The SPB having a melting point of 105 ° C. in Comparative Example 3 had a small effect on hardness and modulus, and a small effect on improving impact resistance.
[0055]
【The invention's effect】
Since the rubber composition for a golf ball of the present invention is composed of a vulcanizable rubber, a specific SPB and a co-crosslinking agent, the golf ball has excellent impact resistance while maintaining rebound resilience at an appropriate hardness. A suitable rubber composition is provided.

Claims (4)

The mixing ratio of the vulcanizable rubber (A) and the syndiotactic 1.2 polybutadiene (SPB) (B) having a reduced viscosity of 0.1 to 4 is 99/1 to (A) / (B) by weight.
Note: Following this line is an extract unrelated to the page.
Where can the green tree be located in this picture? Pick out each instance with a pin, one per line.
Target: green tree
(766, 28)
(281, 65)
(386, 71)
A rubber composition for a golf ball, comprising 10 to 50 parts by weight of a co-crosslinking agent based on 100 parts by weight of a base polymer comprising a 60/40 mixture. 2. The golf ball according to claim 1, wherein the (B) SPB has a 13C-NMR 1.2 bond content of 70% or more and a syndiotacticity in the 1.2 bond of 90% or more. Rubber composition. 3. The rubber composition for golf balls according to claim 1, wherein the melting point of SPB of (B) is 110 ° C. or higher. The rubber composition for a golf ball according to any one of claims 1 to 3, wherein the vulcanizable rubber (A) is mainly composed of a polybutadiene rubber having a cis 1.4 bond of 80% or more.